Moreover, because the plural guide fins are straightly arranged from upstream to downstream in the flow direction of the air flow, the guide fins of the plural guide fins that are disposed on the rear sides of the heat transfer fins in the flow direction of the air flow have the same inclination as the guide fins that are disposed on the front sides in the flow direction of the air flow, so not only do they reduce dead water regions formed in portions on the rear sides of the heat transfer tubes in the flow direction of the air flow, but they can prevent new dead water regions from being formed on the backs of the guide fins.

As described above, in the fin tube heat exchanger pertaining to the present invention, the effect of promoting heat transfer by the guide fins can be obtained without being affected by drain water occurring on the heat transfer fin surfaces, and new dead water regions can be prevented from being formed on the backs of the guide fins, so a heat transfer promoting effect and water drainability by the guide fins can be simultaneously achieved.

A fin tube heat exchanger pertaining to a second invention is the fin tube heat exchanger pertaining to the first invention, wherein the height of each of the guide fins gradually increases downstream in the flow direction of the air flow.

In this fin tube heat exchanger, by giving each of the guide fins a shape whose height gradually increases downstream in the flow direction of the air flow, vertical vortexes can be created on the back of each of the guide fins, so that the heat transfer promoting effect by the guide fins can be further raised.

A fin tube heat exchanger pertaining to a third invention is the fin tube heat exchanger pertaining to the first or second invention, wherein a water drainage promoting portion for causing water accumulating between the guide fins that are mutually adjacent on the straight lines to flow downward is formed in the heat transfer fins.
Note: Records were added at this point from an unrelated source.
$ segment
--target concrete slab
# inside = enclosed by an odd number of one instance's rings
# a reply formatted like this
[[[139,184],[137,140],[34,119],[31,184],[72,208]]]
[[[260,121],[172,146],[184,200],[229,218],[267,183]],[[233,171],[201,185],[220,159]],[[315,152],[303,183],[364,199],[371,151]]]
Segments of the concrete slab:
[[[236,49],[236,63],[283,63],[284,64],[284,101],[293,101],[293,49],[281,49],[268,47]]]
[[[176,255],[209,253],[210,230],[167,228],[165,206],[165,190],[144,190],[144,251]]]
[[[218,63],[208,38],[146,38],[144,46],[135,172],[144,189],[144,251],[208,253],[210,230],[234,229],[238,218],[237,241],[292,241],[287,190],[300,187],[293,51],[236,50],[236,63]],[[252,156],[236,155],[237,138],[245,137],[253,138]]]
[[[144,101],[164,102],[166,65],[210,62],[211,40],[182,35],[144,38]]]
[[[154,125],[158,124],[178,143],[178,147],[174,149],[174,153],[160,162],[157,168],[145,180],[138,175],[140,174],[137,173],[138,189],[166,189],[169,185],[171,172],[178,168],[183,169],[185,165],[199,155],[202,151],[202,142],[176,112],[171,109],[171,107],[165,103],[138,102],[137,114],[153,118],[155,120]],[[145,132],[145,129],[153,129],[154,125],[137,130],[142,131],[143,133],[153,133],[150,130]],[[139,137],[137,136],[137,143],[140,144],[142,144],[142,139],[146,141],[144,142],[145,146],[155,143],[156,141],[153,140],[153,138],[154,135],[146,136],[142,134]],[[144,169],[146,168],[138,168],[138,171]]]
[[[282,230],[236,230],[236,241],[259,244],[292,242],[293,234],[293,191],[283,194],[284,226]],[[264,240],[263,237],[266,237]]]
In this fin tube heat exchanger, the water drainage promoting portion is formed between the guide fins, so the ability of the guide fins to drain water can be further raised.

A fin tube heat exchanger pertaining to a fourth invention is the tin tube heat exchanger pertaining to the third invention, wherein the water drainage promoting portion is a slit formed between the guide fins that are mutually adjacent on the straight lines.

A fin tube heat exchanger pertaining to a fifth invention is the fin tube heat exchanger pertaining to the third invention, wherein the water drainage promoting portion is a cutout formed in end portions of the guide fins that are mutually adjacent on the straight lines, which end portions are portions that become lower end portions of the guide fins.

A fin tube heat exchanger pertaining to a sixth invention is the fin tube heat exchanger pertaining to the third invention, wherein the water drainage promoting portion is a water-conducting rib formed between the guide fins that are mutually adjacent on the straight lines.

BRIEF DESCRIPTION OF THE DRAWINGS

FIG. 1 is a cross-sectional diagram of a fin tube heat exchanger pertaining to a first embodiment of the present invention.

FIG. 2 is a cross-sectional diagram along A-A of FIG. 1.

FIG. 3 is a cross-sectional diagram along B-B of FIG. 1.

FIG. 4 is a diagram showing a fin tube heat exchanger pertaining to a modification of the first embodiment, the diagram showing portion C of FIG. 1.

FIG. 5 is a diagram showing a fin tube heat exchanger pertaining to a modification of the first embodiment, the diagram showing portion C of FIG. 1.

FIG. 6 is a diagram showing a fin tube heat exchanger pertaining to a modification of the first embodiment, the diagram showing portion C of FIG. 1.

FIG. 7 is a cross-sectional diagram of a fin tube heat exchanger pertaining to a second embodiment of the present invention.

FIG. 8 is a cross-sectional diagram along A-A of FIG. 7.

FIG. 9 is a cross-sectional diagram along B-B of FIG. 7.

FIG. 10 is a diagram showing a fin tube heat exchanger pertaining to a modification of the second embodiment, the diagram showing portion C of FIG. 7.

FIG. 11 is a diagram showing a fin tube heat exchanger pertaining to a modification of the second embodiment, the diagram showing portion C of FIG. 7.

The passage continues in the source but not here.